Coaching information
Club
| Years | Team | Gms | W | D | L | W% |
| 2008–10 | Blackpool Panthers | 0 | 0 | 0 | 0 |  |
- Source:

= Martin Crompton =

Former Ireland international rugby league footballer

Martin Crompton (born 29 September 1969) is a former professional rugby league footballer who played in the 1980s, 1990s and 2000s, usually as a .

==Playing career==
===Warrington===
Born in Ince-in-Makerfield, Wigan, Crompton initially played for Warrington. Crompton played in Warrington's 14–36 defeat by Wigan in the 1990 Challenge Cup Final during the 1989–90 season at Wembley Stadium, London on Saturday 28 April 1990, in front of a crowd of 77,729.

===Wigan===
Crompton moved to his hometown club Wigan in 1992, following the sale of Andy Gregory.
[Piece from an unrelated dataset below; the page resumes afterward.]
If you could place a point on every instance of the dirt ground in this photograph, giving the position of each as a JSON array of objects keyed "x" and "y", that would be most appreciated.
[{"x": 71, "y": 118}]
The transfer fee was decided via tribunal, with Wigan paying £65,000 to Warrington, plus an additional £20,000 if Crompton represented Great Britain. However, coach John Monie chose to play Shaun Edwards and Frano Botica at half back, resulting in Crompton's first team starts being seldom. During the 1992–93 season, Crompton appeared as a substitute (replacing Martin Offiah) in Wigan's 5–4 victory over St Helens in the 1992 Lancashire Cup Final at Knowsley Road, St Helens on 18 October 1992. Crompton also played from the interchange bench in the 1992 World Club Challenge against the visiting Brisbane Broncos on 30 October 1992.

===Later career===
After a season with Wigan, Crompton went to Oldham in September 1993, and became captain of the Roughyeds. When Oldham was relegated from Super League, Crompton went to Salford City Reds. After a few seasons with Salford, he moved to Widnes Vikings, helping the club win promotion to the Super League. He retired from rugby league but was an assistant coach at Widnes.

===International career===
Crompton was named in England's 40-man training squad in preparation for the 1995 Rugby League World Cup, but chose to represent Ireland instead, and played for the team in the 1995 Emerging Nations Tournament. He was also selected for Ireland at the 2000 Rugby League World Cup.

==Coaching career==
Crompton was appointed as head coach at Blackpool Panthers in 2007. In April 2008, he oversaw the club's first win in nearly two years against Workington Town. The club improved over the next couple of seasons, reaching the playoffs in the 2009 and 2010 Championship 1 seasons. However, the club went into administration in October 2010, and Crompton resigned shortly afterwards.